E não são apenas os rebeldes que são acusados. Segundo grupos de direitos humanos, soldados do exército congolês estão executando civis, estuprando mulheres e convocando aldeões para transportarem seus alimentos, munição e equipamento pela floresta. Frequentemente é uma marcha da morte por uma das paisagens tropicais mais impressionantes da África, mas que também é cenário de uma guerra devastadoramente complicada por mais de uma década.

"De um ponto de vista humanitário e de direitos humanos, as operações conjuntas são desastrosas", disse Anneke Van Woudenberg, uma pesquisadora do Human Rights Watch.

Os casos de estupro masculino cobrem várias centenas de quilômetros e possivelmente incluem centenas de vítimas. A Ordem dos Advogados Americanos, que conta com um escritório legal para violência sexual em Goma, disse que mais de 10% de seus casos em junho envolviam homens.

Brandi Walker, uma funcionária de ajuda humanitária no hospital de Panzi, perto de Bukavu, disse: "Em todo lugar onde vamos, as pessoas dizem que os homens também estão sendo estuprados".

Mas ninguém sabe o número exato. Os homens daqui, como em todo lugar, relutam em se apresentar. Vários que o fizeram disseram ter sido instantaneamente alienados em suas aldeias -figuras solitárias e ridicularizadas, tratados zombeteiramente como "esposas do mato".

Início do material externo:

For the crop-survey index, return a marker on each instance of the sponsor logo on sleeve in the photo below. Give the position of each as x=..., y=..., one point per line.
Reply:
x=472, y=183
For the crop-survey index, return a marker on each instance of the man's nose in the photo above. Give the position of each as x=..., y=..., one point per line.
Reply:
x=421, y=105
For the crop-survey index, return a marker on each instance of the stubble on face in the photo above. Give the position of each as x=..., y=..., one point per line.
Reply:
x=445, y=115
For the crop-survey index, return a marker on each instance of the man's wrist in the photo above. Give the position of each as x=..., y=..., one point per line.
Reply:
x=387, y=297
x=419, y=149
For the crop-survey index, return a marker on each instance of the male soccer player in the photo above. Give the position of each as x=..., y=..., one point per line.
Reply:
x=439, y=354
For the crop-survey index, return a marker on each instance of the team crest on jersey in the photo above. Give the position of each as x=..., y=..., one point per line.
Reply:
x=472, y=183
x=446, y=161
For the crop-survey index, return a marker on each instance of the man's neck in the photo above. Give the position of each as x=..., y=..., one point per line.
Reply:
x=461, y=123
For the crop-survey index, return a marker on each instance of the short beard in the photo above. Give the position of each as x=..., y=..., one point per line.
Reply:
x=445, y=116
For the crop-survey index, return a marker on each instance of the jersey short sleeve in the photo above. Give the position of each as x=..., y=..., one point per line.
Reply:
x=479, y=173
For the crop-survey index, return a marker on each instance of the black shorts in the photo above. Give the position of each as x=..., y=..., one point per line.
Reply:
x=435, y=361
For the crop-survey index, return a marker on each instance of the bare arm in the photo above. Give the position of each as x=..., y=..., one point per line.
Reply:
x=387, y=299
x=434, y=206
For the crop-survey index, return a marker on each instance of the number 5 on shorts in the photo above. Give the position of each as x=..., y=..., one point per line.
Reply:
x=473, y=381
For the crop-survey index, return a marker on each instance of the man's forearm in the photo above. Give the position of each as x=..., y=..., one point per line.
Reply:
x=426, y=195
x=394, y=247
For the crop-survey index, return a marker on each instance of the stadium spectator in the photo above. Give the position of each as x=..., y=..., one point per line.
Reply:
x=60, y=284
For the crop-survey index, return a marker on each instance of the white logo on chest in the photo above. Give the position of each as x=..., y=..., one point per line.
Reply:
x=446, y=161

Desde que foi estuprado há várias semanas, Ziwa, 53 anos, não tem demonstrado interesse em praticar veterinária, seu ofício por anos. Ele caminha mancando (sua perna esquerda foi esmagada no ataque) em um avental branco sujo com "veterinário" marcado em caneta vermelha, carregando algumas pílulas do tamanho de biscoitos para cães e ovelhas.

"O simples pensar no que aconteceu me deixa cansado", ele disse.

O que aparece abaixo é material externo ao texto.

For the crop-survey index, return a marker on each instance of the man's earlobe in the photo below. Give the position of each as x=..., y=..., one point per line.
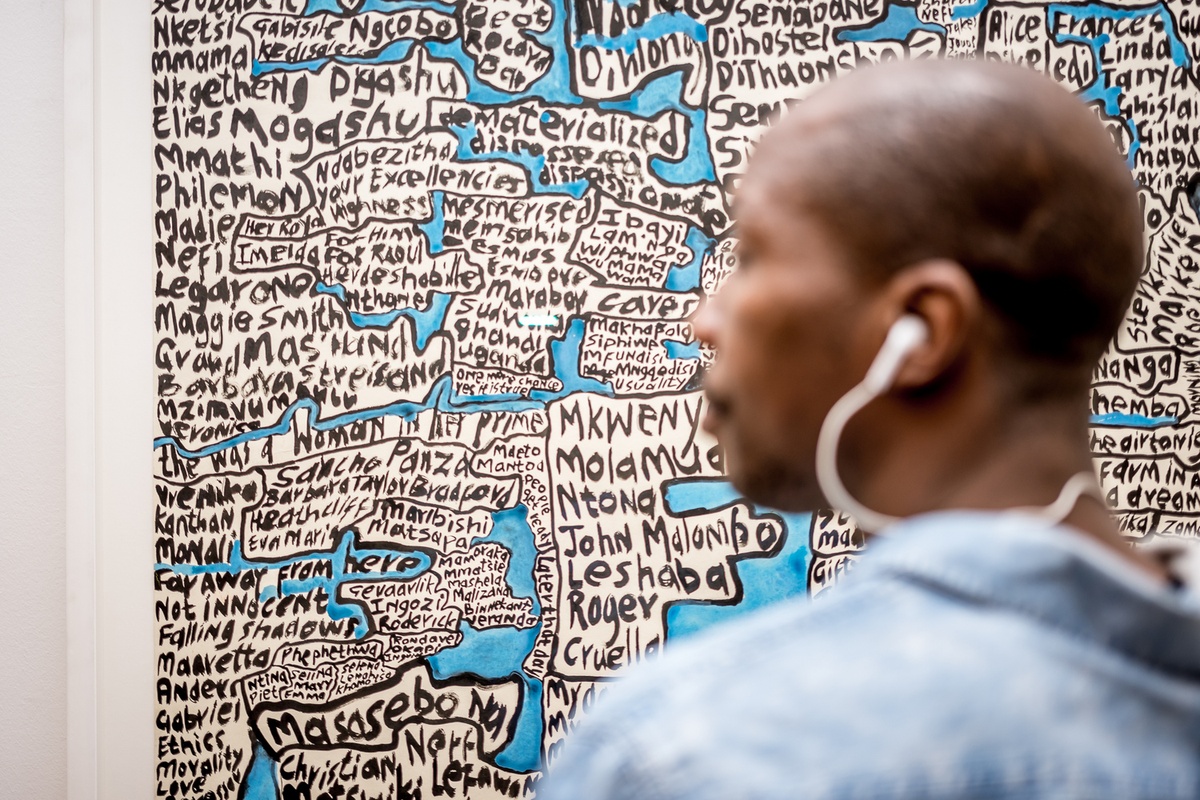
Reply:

O mesmo vale para Tupapo Mukuli, que disse ter sido rendido e estuprado por vários homens em sua plantação de mandioca há vários meses. Mukuli agora é um homem solitário na ala de estupro do hospital de Panzi, que está cheio de centenas de mulheres que se recuperam de ferimentos relacionados a estupro. Muitas costuram roupas ou urdem cestas para ganhar um pouco de dinheiro enquanto se recuperam.

Mas Mukuli é deixado de fora.

"Eu não sei fazer cestas", ele disse. Então ele passa seus dias sentado em um banco, sozinho.

Os casos de estupro de homens ainda são apenas uma fração dos cometidos contra mulheres. Mas para os homens envolvidos, disseram os funcionários de ajuda humanitária, a recuperação é muito mais difícil.

"A identidade dos homens está muito ligada ao poder e controle", disse Walker.

E em um lugar onde homossexualidade é tabu, os estupros impõem uma dose extra de vergonha.

"As pessoas riem de mim", disse Mukuli. "As pessoas na minha aldeia dizem: 'Você não é mais um homem. Aqueles homens do mato fizeram de você a esposa deles'."

Os funcionários de ajuda humanitária disseram que a humilhação frequentemente é tão severa que os homens que são vítimas de estupro frequentemente só se apresentam se tiverem problemas de saúde urgentes, como inchaço do estômago ou sangramento contínuo.

Às vezes nem isso é suficiente. Van Woudenberg disse que dois homens cujos pênis foram apertados com corda morreram poucos dias depois, porque ficaram embaraçados demais para procurar ajuda. As castrações também parecem estar aumentando, com mais homens mutilados aparecendo nos grandes hospitais.